An anonymous reader writes "Computer scientists from the University of California, San Diego have broken the 'terabyte barrier' — and a world record — when they sorted more than a trillion bytes of data in 60 seconds. During this 2010 'Sort Benchmark' competition, a sort of 'World Cup of data sorting,' the UCSD team also tied a world record for fastest data sorting rate, sifting through one trillion data records in 172 minutes — and did so using just a quarter of the computing resources of the other record holder."

3 of 129 comments (clear)

  1. Doesn't sound so hard... by Minwee · · Score: 5, Funny

    As long as you use Intelligent Design Sort.
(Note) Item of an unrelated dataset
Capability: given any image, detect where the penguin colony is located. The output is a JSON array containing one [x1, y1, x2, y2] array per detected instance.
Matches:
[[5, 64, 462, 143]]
  2. Amendments to the Geek Heirarchy by Lord_of_the_nerf · · Score: 5, Funny

    LARPers > Fan-fiction writers > Professional Data Sorting Competitors > Furries

  3. Re:What makes it a barrier? by maxwell+demon · · Score: 5, Funny

    Impressive and all, but I take umbrage at calling it a "1 TB barrier". Is it disproportionately more difficult than sorting 0.99 TB?

    At 1TB the attraction of the 1-bits gets so large that if you are not careful, your data collapses into a black hole.

    --
    The Tao of math: The numbers you can count are not the real numbers.